Mahmoud Abbas seemed skeptical. It was the spring of 2011, and I was visiting the Palestinian president in his office in Ramallah a few weeks after writing a story about him for Newsweek. With Egypt’s help, Abbas’s Fatah party had just struck a deal with the Islamic group Hamas, and the agreement was supposed to end the damaging rift and the de facto division between the West Bank and Gaza. Now, however, the two sides were arguing over who should lead a transitional government, and Abbas didn’t seem optimistic. “I hope it will work,” he told me, but you could sense the doubt in his voice.
Abbas was right to be doubtful; the agreement didn’t work. Like other attempts at reconciliation since then, it faltered on the reluctance by Hamas to give up the privileges of power it had accumulated in Gaza since taking over the enclave in 2007—and a fear by both sides that elections would only diminish their authority.
Now, 18 months later, the prospects of an agreement between Fatah and Hamas seem more remote than ever. A visit to Gaza this week by the Emir of Qatar has conferred new legitimacy on Hamas, while Abbas’s Palestinian Authority faces financial insolvency and what analysts believe is the growing prospect of political irrelevance.
For both parties, and for ordinary Palestinians, the rift comes at a price. While Palestinians blame Israeli leader Benjamin Netanyahu for the absence of a peace process, their own division is itself a formidable obstacle to independence.
And since many Palestinians are themselves fed up with the division–and with the long absence of national elections in the West Bank and Gaza–neither Fatah nor Hamas can rule out an Arab Spring-style rebellion in the territories they control. “We have to find ways to heal the rift, but in the near future it seems to be very, very difficult, if not impossible,” said Hanan Ashrawi, a prominent Palestinian lawmaker.

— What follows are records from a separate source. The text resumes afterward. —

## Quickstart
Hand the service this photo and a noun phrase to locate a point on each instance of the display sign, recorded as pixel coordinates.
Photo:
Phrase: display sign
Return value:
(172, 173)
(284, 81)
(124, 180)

Ashrawi said Hamas, which is sworn to the destruction of Israel, had come to view the rise of the Muslim Brotherhood in Egypt as a guarantee for its own political survival in Gaza. “We should be able to convince Hamas that its legitimacy comes from the Palestinian people, not from [Egyptian President] Mohamed Morsi or anyone else.”
Hamas took control of Gaza by force in June 2007, its militiamen overpowering security forces of the Palestinian Authority in a few decisive street battles. Though Hamas and Fatah had been at odds for years, mainly over the path to Palestinian independence (Hamas wants a Palestinian state instead of Israel, Fatah is willing to settle for one alongside it), the episode marked the first real warfare between them.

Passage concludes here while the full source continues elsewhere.